Track Map Credits Consumption and Forecast Usage
AWS MAP credits aren’t guaranteed—they’re applied quarterly and only after migrating at least $50,000 worth of workloads. Finance teams need to forecast credits accurately to ensure cost expectations align with reality, but AWS doesn’t provide upfront visibility into how much credit you’ll receive. The only way to avoid surprises is to track actual migration progress, tagging accuracy, and credit eligibility in real time.
To stay on top of this, use AWS Cost and Usage Reports (CUR) and AWS Cost Management tools to:
- Track how many credits you’ve received in previous quarter to ensure projections match reality.

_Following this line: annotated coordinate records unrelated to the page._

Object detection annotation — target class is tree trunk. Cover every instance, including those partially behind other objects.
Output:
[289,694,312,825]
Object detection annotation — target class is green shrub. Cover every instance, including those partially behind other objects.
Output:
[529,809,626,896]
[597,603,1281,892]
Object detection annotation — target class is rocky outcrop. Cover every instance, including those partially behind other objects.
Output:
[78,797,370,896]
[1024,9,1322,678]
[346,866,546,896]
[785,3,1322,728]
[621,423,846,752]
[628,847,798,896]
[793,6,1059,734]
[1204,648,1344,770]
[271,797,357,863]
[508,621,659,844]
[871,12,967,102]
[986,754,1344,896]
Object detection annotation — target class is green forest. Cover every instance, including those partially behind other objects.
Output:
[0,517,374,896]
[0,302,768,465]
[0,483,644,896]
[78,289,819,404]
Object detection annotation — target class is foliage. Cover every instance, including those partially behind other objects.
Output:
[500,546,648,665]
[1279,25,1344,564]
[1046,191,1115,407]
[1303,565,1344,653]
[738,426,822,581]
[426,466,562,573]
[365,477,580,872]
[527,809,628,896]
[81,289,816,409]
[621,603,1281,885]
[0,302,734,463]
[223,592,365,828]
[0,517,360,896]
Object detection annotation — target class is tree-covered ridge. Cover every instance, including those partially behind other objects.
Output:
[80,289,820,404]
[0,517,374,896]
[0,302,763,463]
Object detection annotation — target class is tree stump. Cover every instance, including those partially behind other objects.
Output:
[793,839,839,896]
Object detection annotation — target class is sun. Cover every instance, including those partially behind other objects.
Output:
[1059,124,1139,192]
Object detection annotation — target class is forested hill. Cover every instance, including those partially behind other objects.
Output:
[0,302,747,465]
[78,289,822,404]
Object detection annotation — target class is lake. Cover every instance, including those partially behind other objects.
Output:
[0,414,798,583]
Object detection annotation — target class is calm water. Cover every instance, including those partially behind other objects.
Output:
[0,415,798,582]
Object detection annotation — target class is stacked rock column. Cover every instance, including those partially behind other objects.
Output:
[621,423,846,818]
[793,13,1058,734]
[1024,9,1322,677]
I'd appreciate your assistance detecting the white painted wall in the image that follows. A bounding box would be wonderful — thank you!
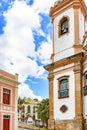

- Identify gaps where workloads were migrated but not tagged correctly, preventing credit loss.
- Adjust migration timelines based on credit consumption rates to avoid exceeding quarterly thresholds or leaving credits unused.
Instead of setting up your own custom dashboards, you can use nOps to track all of your key MAP metrics: tagged and untagged workloads, how much AWS funding you’ve received and expect to receive, migration progress and more:
About nOps
nOps is absolutely free to use, and it just takes a few minutes to configure your AWS environment and MAP project in the tool.
At nOps, our mission is to make it easy for engineers to optimize, so you can focus on building and innovating. nOps is an AWS Migration Competency Partner and an AWS Well-Architected Partner, and we recently ranked #1 in cloud cost management with five stars by G2.
Join our customers using nOps to effortlessly save on AWS by booking a demo today!
Frequently Asked Questions
Let’s dive into some frequently asked questions about the AWS Migration Acceleration Program.
Is the AWS Cloud Map free?
AWS Cloud Map is not free. You pay based on the number of API calls made to register, discover, or manage service instances. Pricing is tiered based on usage and region. While charges are typically low for small-scale use, costs can add up for high-volume microservices architectures.
What is the difference between AWS Cloud Map and Route 53?
AWS Cloud Map is a service discovery tool that allows applications to dynamically discover resources using custom names and metadata. Route 53 is a DNS service that resolves domain names to IP addresses. Cloud Map can use Route 53 behind the scenes, but it offers richer discovery capabilities beyond basic DNS.
What is the alternative to AWS Cloud Map?
Alternatives include HashiCorp Consul, Kubernetes CoreDNS, and Netflix Eureka. These tools also provide service discovery and health checking features, and some integrate better with container-native environments or multi-cloud setups. The best alternative depends on your infrastructure, scale, and whether you need dynamic or static discovery.
Is Google Cloud Map API free?
Google Maps APIs are not free. Google offers $200 in monthly usage credits, but usage beyond that is billed per request, based on the specific API (e.g., Maps, Places, Routes). This pricing applies to commercial use and requires billing to be enabled in your Google Cloud project.